The Athletic's big board notes that the Eagles' 2025 first-round picks, linebacker Jihaad Campbell and safety Drew Mukuba, both had promising rookie years and are projected starters in 2026. That continuity through the draft validates Roseman's approach and raises expectations for this class to produce similarly impactful contributors from day one.
Tanner McKee: Trade Chip or Insurance Policy?

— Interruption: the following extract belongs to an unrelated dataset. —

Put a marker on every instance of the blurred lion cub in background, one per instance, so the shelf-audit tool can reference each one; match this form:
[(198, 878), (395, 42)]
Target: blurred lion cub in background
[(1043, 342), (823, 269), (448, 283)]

Backup quarterback Tanner McKee is entering the final year of his rookie deal and has been the subject of trade discussions. Roseman described McKee as providing incredible security and said the recent acquisition of Andy Dalton has nothing to do with McKee's future. Whether that is genuine or posturing for a deal remains to be seen, but SI.com identified McKee as an under-the-radar trade candidate who could net additional draft compensation. With Dalton providing veteran insurance and the Eagles not expected to draft a quarterback, McKee's value as a trade asset could give Roseman even more flexibility on draft weekend.
Bottom Line
The Eagles are 20 days away from the draft with a clear set of priorities: offensive tackle for the future, edge rusher depth, safety, and potentially wide receiver depending on how the A.J. Brown situation resolves. Roseman has nine picks, potential trade capital in McKee, and a track record of aggressive board movement. The prospect visit list leans heavily toward the trenches, with three offensive tackles and two edge rushers among the early visitors, which aligns with how this front office has always built. Whether the Eagles stay at 23 or make a move, the infrastructure for a productive draft weekend is in place. The next three weeks will determine whether this roster goes from incomplete to championship-caliber.